На «малой родине» Шукшина шутят всерьез, без тени улыбки. И Шукшин против развлекательного смеха — за сдержанную, только «по делу», авторскую ироничность. «В древнерусской письменной литерату­ре, — утвержает В. Я. Пропп, — стихия смеха и коми­ческого полностью отсутствует» (400:22). Но со смехом многое понимается. Смехословие Шукшина не так про­сто, каким оно кажется итальянцу К. Мазетти: «посколь­ку Иванушка представляет собой нормального человека, оказавшегося среди филистеров, сказка Шукшина гово­рит нам о том, что в подобной атмосфере можно жить, лишь принявши ее законы, временами слегка протестуя, а временами отдаваясь веселому юмору, и единствен­ная сила, противостоящая этой атмосфере, — это пыль­ная неподвижность книжных персонажей» (296). Далека сказка «До третьих петухов» от «веселого юмора», как и от протеста «слегка». Там клич к восстанию — за изгаляние бюрократического режима над человеком-«справкой». Там вынужденный смех сквозь слезы. Разоблачение скорбью. Смех такой — горький шепот сердечной боли. Если у «Бухтин» Белова, по мнению И. Стрелковой, склад лукавый, завиральный, то у этой сказки Шукши­на — стремление переиграть затертые юмористические ситуации (с той же справкой, например) и вывернуть уже осмеянное по-неожиданному (492:178). Так сме­шить может только то, что не вызывает сочувствия. Сочувствие разрушает комическое. Когда Грозный раз­делил московское государство на «мир» и «антимир» — земщину и опричнину, жестоко-шутовская организация кромешников-опричников дезорганизовала и высмеивала земщину, ее «знаковую систему», — смех создал мир антикультуры.
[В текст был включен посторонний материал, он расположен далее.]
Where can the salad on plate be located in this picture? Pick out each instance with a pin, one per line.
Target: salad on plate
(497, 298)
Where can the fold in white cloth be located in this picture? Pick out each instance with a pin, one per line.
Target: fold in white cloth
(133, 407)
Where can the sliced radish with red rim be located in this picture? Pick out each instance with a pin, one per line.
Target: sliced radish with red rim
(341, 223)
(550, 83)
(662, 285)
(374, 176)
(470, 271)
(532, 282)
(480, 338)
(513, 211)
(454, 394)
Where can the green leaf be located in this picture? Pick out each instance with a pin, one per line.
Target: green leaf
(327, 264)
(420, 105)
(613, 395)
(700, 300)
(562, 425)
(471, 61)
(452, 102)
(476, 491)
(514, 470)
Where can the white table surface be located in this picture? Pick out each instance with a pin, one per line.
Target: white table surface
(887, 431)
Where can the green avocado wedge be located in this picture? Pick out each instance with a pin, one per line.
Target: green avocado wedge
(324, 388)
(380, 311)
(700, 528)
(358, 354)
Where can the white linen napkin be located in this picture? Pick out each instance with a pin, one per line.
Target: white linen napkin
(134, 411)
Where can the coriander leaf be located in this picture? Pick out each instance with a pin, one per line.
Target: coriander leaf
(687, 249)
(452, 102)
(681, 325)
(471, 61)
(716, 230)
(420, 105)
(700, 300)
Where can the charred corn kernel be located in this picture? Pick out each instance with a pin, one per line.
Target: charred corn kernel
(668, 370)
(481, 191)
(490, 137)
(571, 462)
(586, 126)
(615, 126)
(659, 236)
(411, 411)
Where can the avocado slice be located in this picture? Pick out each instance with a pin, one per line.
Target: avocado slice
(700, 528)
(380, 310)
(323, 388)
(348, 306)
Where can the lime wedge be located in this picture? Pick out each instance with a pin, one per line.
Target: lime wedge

«Высокое» и «низкое» в смехе у Шукшина. Траур­ные аккорды Бетховена и «Шумел камыш». Это не коллекция анекдотов о глупости людской — как у Пан­телеймона Романова. Это не смешные неурядицы участ­ников коммунальной кухни — как у Михаила Зощенко.

От «Моления Даниила Заточника» (первого смехового литературного произведения) через Аввакума-попа, не­истово пляшущего в шукшинском «Верую!», и до «Тре­тьих петухов» — путь русского серьезного смеха, приз­ванного положить конец безобразиям антимира, а не «играть в дурака» с ним.

В русскую литературу вернулся «дурак» — чтобы покончить с «шутовством» антигуманизма. «Мы, — писал Б. Вышеславцев в статье «Религия и безрелигиозность», — слышим диссонанс, плохой строй и отсюда капризы наших «настроений», отсюда наше чудачество и юродство: то культуру послать к черту и опроститься, то восторгнуться социализмом и начать разрушать вековой быт и религию! Запад терпим, он терпит все несовместимости; мы удивительно нетерпимы...» (398:29). Русская нетерпимость «Ивана-дурака» помножилась на факт разрушения народных основ, и стало ясно, что дольше никак нельзя «валять дурака»: запахло бунтом «страшнее пугачевского». Конец шутовства отразился в характерах, открытых новейшей литературой: правдоискатели-«чудики» Шукшина и Айтматова, деревенские мудрецы Залыгина, шукшинские деды и распутинские старухи, «естественные люди» Матевосяна, императив­ные герои Быкова (отчасти Гранина), иронисты Катаева, рефлектеры Слуцкиса и др. Совестливая мысль первоистоков, первородства. Всё становится на свои места.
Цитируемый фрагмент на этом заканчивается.